John Reed (1887-1920) teve uma curta e fulgurante carreira de jornalista. Aos 26 anos foi correspondente de guerra no México, tendo privado com o líder revolucionário Pancho Villa. Daí resultou uma colectânea de reportagens sob o título "México insurrecto".

Depois foi correspondente de guerra na Europa, tendo sofrido a decepção da viragem belicista dos social-democratas europeus, e tendo entrevistado a figura de proa da minoria anti-guerra na Alemanha, Karl Liebknecht. Depois de ter apoiado nos EUA a candidatura de Woodrow Wilson, sentiu-se traído ao vê-lo quebrar a promessa de manter o país fora da guerra.

Partiu depois para a Rússia e aí viveu o momento decisivo da Revolução de Outubro. Relatou-o com uma prosa sugestiva e colorida, que foi imortalizada sob o título "Dez dias que abalaram o mundo". Os dirigentes da revolução tinham em grande conta essa reportagem que é muitas vezes considerada um dos pontos mais altos da história do jornalismo.

O filme de Warren Beatty relata estas peripécias e entretece-as com a acidentada relação amorosa entre John Reed e Louise Bryant, interrompida nos EUA, retomada na Rússia, em plena revolução.

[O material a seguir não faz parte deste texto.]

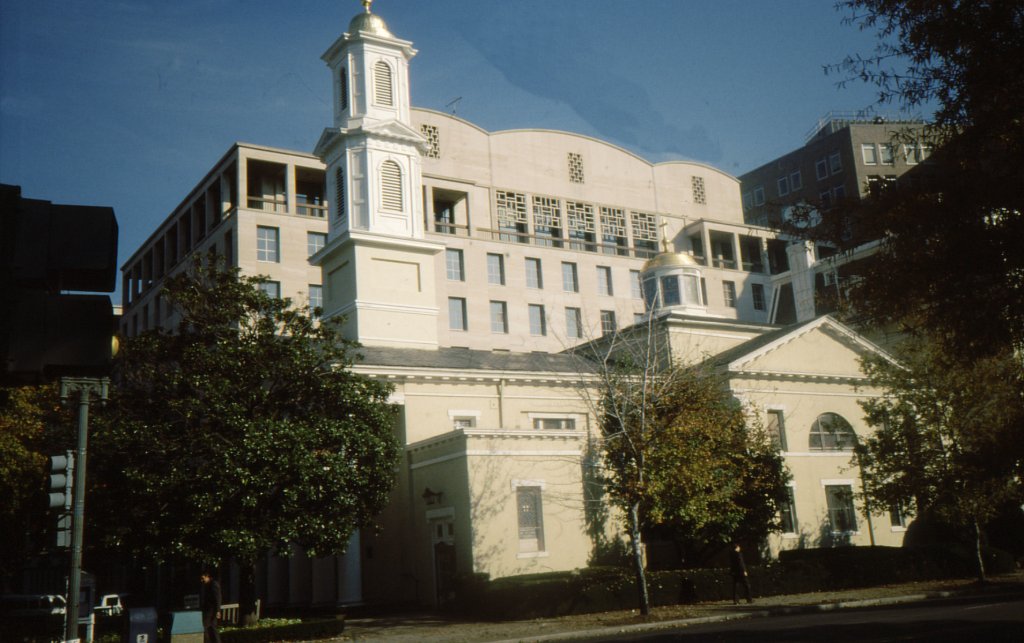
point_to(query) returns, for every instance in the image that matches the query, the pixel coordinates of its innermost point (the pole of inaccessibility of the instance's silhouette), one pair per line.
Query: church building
(466, 263)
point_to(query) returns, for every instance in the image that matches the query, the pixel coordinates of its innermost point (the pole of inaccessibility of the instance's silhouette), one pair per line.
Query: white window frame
(869, 154)
(496, 270)
(542, 331)
(604, 286)
(534, 280)
(456, 415)
(459, 271)
(570, 277)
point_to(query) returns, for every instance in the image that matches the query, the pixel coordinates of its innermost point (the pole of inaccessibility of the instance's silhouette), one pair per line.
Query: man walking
(209, 603)
(738, 569)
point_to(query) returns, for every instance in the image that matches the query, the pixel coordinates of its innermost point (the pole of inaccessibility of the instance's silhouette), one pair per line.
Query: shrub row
(603, 589)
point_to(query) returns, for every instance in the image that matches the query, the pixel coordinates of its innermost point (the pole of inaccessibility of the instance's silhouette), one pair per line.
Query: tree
(677, 448)
(242, 433)
(947, 438)
(950, 261)
(31, 419)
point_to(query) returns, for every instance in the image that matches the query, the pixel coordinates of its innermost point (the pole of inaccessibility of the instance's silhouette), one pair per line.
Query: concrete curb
(781, 610)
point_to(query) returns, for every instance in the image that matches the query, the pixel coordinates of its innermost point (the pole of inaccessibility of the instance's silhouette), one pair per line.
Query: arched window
(832, 432)
(339, 194)
(391, 186)
(342, 89)
(383, 92)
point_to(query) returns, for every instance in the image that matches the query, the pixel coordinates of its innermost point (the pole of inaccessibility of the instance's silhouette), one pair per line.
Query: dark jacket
(209, 602)
(736, 564)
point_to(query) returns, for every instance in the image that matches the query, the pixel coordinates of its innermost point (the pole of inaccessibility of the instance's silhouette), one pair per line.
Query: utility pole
(86, 388)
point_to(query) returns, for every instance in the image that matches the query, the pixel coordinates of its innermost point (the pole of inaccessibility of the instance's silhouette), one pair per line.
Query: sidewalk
(427, 627)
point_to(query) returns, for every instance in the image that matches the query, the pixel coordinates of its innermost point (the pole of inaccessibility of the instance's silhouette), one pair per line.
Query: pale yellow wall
(802, 399)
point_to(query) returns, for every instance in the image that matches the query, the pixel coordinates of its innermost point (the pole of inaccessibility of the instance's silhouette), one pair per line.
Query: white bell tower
(378, 267)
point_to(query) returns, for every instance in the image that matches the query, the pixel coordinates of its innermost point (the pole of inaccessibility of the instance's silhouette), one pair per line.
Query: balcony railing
(267, 205)
(310, 210)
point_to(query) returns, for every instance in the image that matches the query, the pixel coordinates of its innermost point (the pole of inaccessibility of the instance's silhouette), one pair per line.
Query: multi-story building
(846, 157)
(466, 262)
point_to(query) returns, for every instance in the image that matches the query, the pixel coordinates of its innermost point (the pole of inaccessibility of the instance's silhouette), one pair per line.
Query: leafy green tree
(950, 261)
(948, 436)
(33, 427)
(243, 432)
(678, 449)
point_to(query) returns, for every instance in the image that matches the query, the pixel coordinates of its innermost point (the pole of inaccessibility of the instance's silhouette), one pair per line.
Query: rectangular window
(729, 293)
(607, 322)
(530, 518)
(896, 516)
(534, 277)
(272, 289)
(538, 325)
(821, 169)
(842, 516)
(835, 163)
(454, 265)
(886, 154)
(758, 291)
(496, 269)
(315, 299)
(573, 323)
(499, 317)
(869, 155)
(570, 281)
(776, 429)
(788, 512)
(554, 424)
(314, 242)
(604, 281)
(457, 313)
(267, 244)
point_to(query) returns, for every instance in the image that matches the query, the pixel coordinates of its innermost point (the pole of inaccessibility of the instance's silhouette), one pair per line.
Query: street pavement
(627, 625)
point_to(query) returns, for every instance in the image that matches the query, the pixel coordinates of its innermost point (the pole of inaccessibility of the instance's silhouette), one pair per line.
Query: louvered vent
(391, 186)
(342, 90)
(339, 194)
(383, 92)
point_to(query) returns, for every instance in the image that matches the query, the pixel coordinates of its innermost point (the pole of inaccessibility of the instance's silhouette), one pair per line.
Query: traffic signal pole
(86, 388)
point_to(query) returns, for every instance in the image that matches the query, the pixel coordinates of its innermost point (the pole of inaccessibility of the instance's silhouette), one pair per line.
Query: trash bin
(141, 625)
(186, 627)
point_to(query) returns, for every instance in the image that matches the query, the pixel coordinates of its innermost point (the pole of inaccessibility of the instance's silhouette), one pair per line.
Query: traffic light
(61, 482)
(61, 477)
(48, 252)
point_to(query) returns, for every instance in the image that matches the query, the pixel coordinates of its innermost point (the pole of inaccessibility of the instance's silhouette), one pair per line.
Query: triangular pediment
(822, 348)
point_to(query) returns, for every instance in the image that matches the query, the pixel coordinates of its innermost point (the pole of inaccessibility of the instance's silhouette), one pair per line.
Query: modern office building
(466, 262)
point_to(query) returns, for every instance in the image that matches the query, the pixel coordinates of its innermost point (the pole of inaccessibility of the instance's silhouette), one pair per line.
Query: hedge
(604, 589)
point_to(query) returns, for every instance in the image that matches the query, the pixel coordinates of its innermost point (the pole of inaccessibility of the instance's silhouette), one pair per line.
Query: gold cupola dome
(369, 23)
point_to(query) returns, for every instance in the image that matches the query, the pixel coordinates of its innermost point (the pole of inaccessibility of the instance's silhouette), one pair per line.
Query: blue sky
(128, 102)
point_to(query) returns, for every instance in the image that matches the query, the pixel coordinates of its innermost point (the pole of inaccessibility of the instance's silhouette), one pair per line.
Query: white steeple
(372, 151)
(378, 267)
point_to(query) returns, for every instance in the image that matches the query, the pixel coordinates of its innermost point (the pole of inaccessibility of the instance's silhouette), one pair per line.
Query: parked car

Mas Reed não era apenas um jornalista perspicaz, observador e talentoso. Na Rússia, ele foi tocado pelo sopro entusiástico da revolução. Uma das cenas inesquecíveis do filme é aquela em que assiste à reunião de uma assembleia operária, é convidado a discursar, começa a fazê-lo com a intermediação de um tradutor e acaba a fazê-lo em inglês, saltando sobre a tradução, para uma assembleia que lhe parece adivinhar o sentido do que diz, e o aplaude entusiasticamente antes de acabar as frases.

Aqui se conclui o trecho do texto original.